Looking forward, the new year will be a significant one for museum programming. In a strategic move to better serve you, we have combined our curatorial and educational staff into one division, and the museum’s upcoming offerings reflect this shift. Now all programs are linked to museum exhibitions and collections. For example, if you take an oil painting course at the Art School, there will be related artwork on view at the museum that will help increase understanding and appreciation of the topic being learned. There could also be a lecture by a relevant expert, be it an art historian or an artist. This type of integrated learning is what visiting a museum is all about, and we want to ensure that you can maximize your HoMA experience by giving you access to the all the art resources we can offer!
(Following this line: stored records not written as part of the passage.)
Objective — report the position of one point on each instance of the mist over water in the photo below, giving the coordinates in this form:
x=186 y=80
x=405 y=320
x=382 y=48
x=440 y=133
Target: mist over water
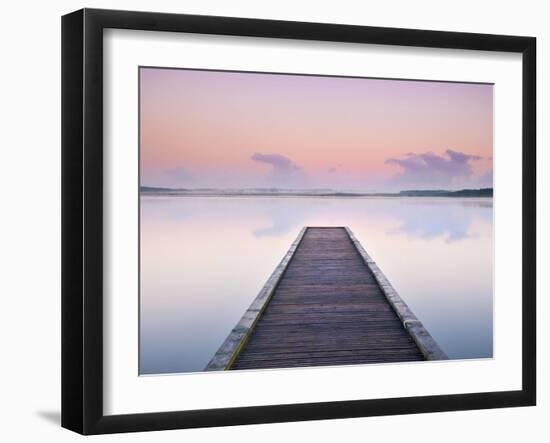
x=204 y=259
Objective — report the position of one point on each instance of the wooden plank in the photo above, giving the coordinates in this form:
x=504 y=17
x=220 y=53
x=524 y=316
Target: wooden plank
x=328 y=307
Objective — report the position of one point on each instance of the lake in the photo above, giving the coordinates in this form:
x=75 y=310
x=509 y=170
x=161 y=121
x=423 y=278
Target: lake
x=204 y=259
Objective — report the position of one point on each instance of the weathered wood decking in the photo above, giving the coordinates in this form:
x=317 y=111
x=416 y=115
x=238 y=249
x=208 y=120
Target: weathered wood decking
x=327 y=303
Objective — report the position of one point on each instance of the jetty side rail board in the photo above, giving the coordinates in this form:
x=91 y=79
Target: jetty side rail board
x=230 y=348
x=425 y=342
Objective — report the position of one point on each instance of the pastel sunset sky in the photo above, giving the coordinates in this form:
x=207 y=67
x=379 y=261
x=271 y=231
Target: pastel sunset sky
x=244 y=130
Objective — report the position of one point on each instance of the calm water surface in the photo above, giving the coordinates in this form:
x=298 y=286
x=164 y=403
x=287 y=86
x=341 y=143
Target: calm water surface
x=204 y=259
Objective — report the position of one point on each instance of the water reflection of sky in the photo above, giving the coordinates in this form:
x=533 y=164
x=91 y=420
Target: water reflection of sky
x=203 y=260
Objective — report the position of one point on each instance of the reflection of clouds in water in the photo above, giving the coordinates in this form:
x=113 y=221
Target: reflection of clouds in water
x=282 y=220
x=429 y=221
x=420 y=218
x=429 y=226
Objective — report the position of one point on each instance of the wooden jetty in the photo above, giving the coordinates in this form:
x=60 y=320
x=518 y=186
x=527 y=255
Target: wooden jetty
x=326 y=303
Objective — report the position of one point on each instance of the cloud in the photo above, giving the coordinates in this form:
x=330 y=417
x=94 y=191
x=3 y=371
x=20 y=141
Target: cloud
x=284 y=172
x=429 y=169
x=279 y=162
x=178 y=174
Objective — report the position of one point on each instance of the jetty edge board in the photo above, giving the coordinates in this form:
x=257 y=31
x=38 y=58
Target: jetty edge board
x=423 y=339
x=230 y=348
x=424 y=345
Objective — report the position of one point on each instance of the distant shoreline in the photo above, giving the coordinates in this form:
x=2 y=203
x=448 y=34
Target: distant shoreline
x=156 y=191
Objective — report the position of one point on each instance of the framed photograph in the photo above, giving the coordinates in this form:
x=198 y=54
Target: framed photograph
x=269 y=221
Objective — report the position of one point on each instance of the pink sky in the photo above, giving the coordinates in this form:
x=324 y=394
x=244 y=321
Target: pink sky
x=240 y=130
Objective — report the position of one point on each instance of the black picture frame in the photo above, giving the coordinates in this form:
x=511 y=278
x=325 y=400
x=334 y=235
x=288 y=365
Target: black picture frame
x=82 y=220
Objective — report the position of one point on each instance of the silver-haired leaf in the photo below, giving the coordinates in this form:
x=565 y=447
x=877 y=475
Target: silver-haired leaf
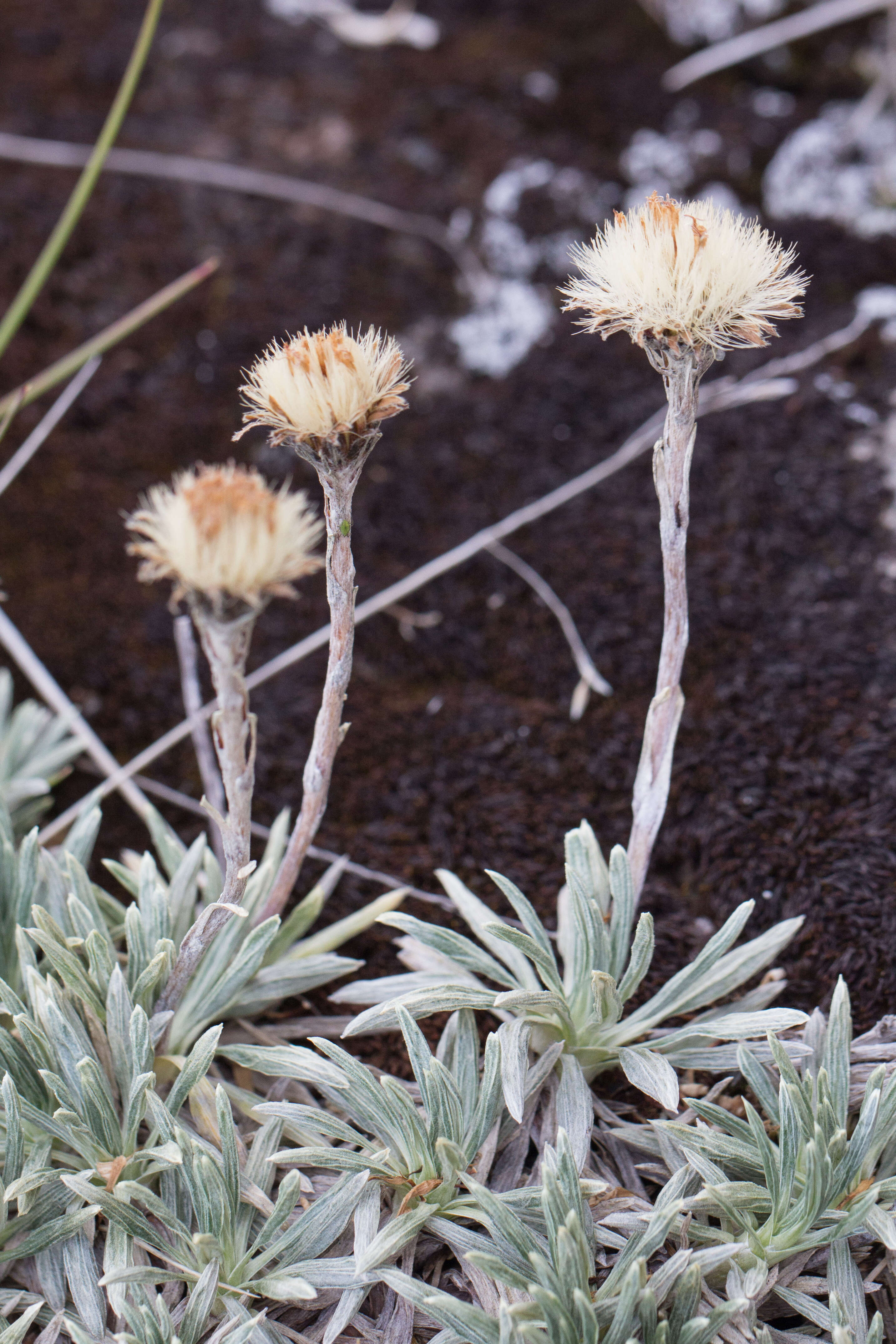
x=575 y=1113
x=514 y=1038
x=83 y=1276
x=651 y=1074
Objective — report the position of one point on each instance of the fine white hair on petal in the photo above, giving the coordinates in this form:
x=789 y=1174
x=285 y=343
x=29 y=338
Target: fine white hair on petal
x=222 y=530
x=690 y=273
x=328 y=382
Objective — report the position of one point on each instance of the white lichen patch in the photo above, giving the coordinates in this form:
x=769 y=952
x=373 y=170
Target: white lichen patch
x=836 y=169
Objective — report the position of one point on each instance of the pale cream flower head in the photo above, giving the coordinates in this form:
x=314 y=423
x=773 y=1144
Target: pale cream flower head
x=691 y=276
x=326 y=390
x=225 y=537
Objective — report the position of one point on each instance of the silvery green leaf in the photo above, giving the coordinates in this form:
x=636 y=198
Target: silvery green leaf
x=138 y=945
x=117 y=1257
x=454 y=947
x=99 y=1111
x=393 y=1238
x=496 y=1269
x=467 y=1320
x=503 y=1221
x=342 y=931
x=641 y=1245
x=319 y=1226
x=836 y=1054
x=651 y=1074
x=808 y=1307
x=287 y=978
x=524 y=910
x=135 y=1109
x=395 y=987
x=542 y=960
x=83 y=836
x=622 y=913
x=488 y=1104
x=52 y=941
x=116 y=1210
x=608 y=1004
x=119 y=1010
x=304 y=1120
x=721 y=1059
x=514 y=1041
x=81 y=1273
x=844 y=1279
x=477 y=914
x=464 y=1241
x=194 y=1068
x=739 y=966
x=584 y=856
x=17 y=1332
x=14 y=1152
x=761 y=1081
x=52 y=1276
x=536 y=1003
x=285 y=1288
x=100 y=959
x=123 y=874
x=156 y=1026
x=367 y=1214
x=733 y=1027
x=242 y=967
x=883 y=1226
x=56 y=1230
x=154 y=975
x=640 y=959
x=688 y=983
x=575 y=1113
x=147 y=1275
x=35 y=1179
x=199 y=1304
x=420 y=1004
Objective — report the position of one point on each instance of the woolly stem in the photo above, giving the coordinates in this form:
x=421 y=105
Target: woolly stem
x=339 y=490
x=226 y=647
x=191 y=691
x=681 y=374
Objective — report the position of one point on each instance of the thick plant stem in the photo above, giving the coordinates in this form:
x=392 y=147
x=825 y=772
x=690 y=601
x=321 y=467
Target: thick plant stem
x=226 y=647
x=681 y=373
x=339 y=488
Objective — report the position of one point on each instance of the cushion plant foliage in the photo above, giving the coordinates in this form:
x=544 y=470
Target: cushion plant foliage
x=581 y=1004
x=163 y=1185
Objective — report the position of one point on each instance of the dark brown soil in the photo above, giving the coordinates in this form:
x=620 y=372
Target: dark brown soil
x=785 y=775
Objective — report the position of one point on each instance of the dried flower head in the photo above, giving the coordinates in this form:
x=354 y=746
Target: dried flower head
x=326 y=385
x=222 y=533
x=686 y=275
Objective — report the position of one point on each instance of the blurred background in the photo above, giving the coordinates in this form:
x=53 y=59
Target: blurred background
x=516 y=127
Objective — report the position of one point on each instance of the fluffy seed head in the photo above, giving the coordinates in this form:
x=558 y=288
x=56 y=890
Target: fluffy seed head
x=686 y=275
x=327 y=384
x=221 y=533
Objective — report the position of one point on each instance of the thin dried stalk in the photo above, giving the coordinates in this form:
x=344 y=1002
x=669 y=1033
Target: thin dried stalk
x=191 y=691
x=723 y=394
x=681 y=373
x=226 y=647
x=339 y=490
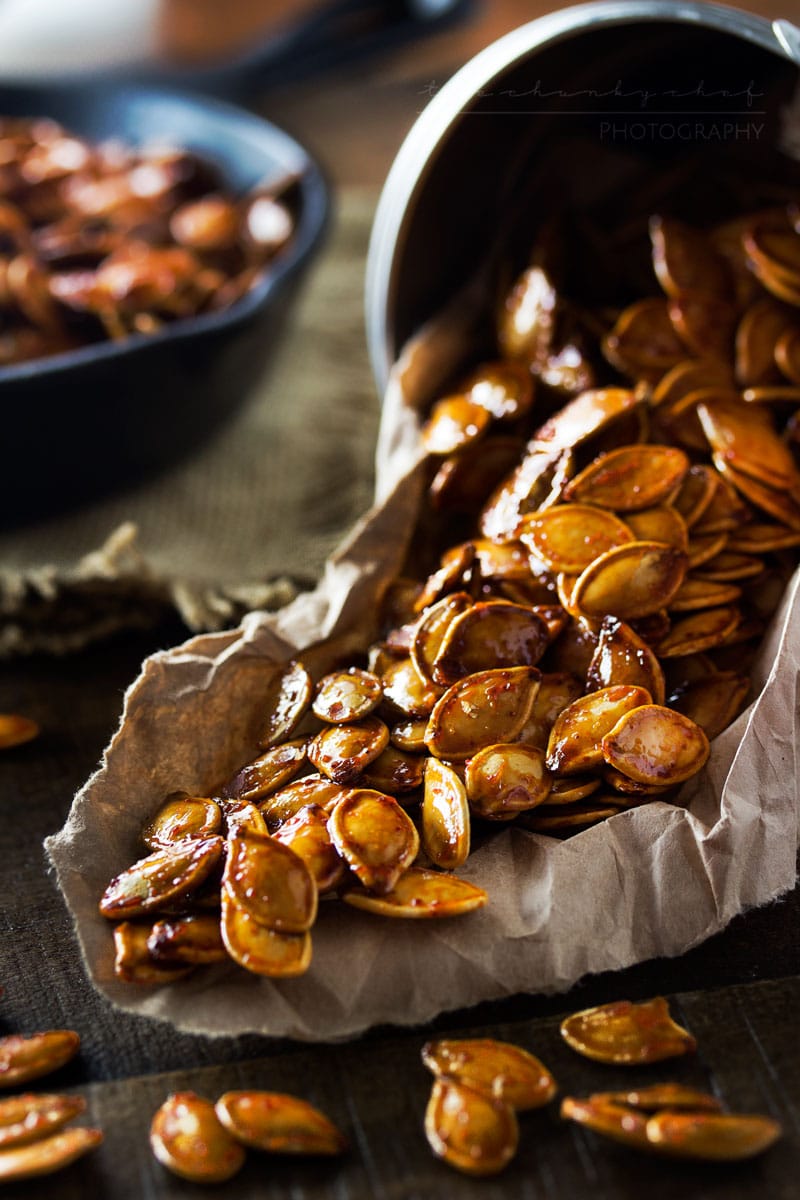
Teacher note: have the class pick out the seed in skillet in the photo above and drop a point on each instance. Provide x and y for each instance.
(16, 730)
(625, 1032)
(470, 1131)
(278, 1123)
(187, 1138)
(23, 1059)
(36, 1115)
(421, 894)
(47, 1156)
(498, 1068)
(376, 837)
Coming up in 2018 is a series of exciting exhibitions. First, you still have time to see our pioneering show Abstract Expressionism: Looking East from the Far West—it is on view through Jan. 21. After the midcentury immersion, we bring you bring you back to the 21st century with Abstruction: The Sculpture of Erick Swenson, the first solo museum show of this Texas-based artist, opening March 1. Then we end the year with the major exhibition Ho‘oulu Hawai‘i: The King Kalākaua Era, another show that, like Abstract Expressionism, puts Hawai‘i in a wider dialog and context. And of course the curators will also be busy presenting numerous regular art rotations in our permanent galleries.

This year also brings a significant Hawai‘i milestone—the 150th anniversary of immigration from Japan to the islands. Fittingly, our Abstract Expressionism show features nisei Japanese-American artists who made significant contributions to our understanding and appreciation of art in the 20th century, with masters such as Isami Doi, Bumpei Akaji and Satoru Abe. Harry Tsuchidana, another one of the Japanese-American artists from Hawai‘i featured in the show, once told me that the most eye-opening job he had ever had was being a night watchman at the Museum of Modern Art in New York City. The position gave him quiet, unfettered visual access to works by the great modern masters, such as Picasso and Pollock. Keep your eye out for influences going both ways when viewing the works of these Hawai‘i artists and those from the mainland, such as Pollock, Rothko and Kline.

Abstract Expressionism is truly remarkable and if you have not seen it yet (or even if you have), it is well worth the trip. Profound offerings such as this are rare in Hawai‘i (although we are working to make these occur more often), and it will be an experience that you will tell your friends and relatives about for years to come.

On that note, I hope you enjoyed your end-of-year celebrations and I look forward to seeing you at one or all of these exhibitions in the near future.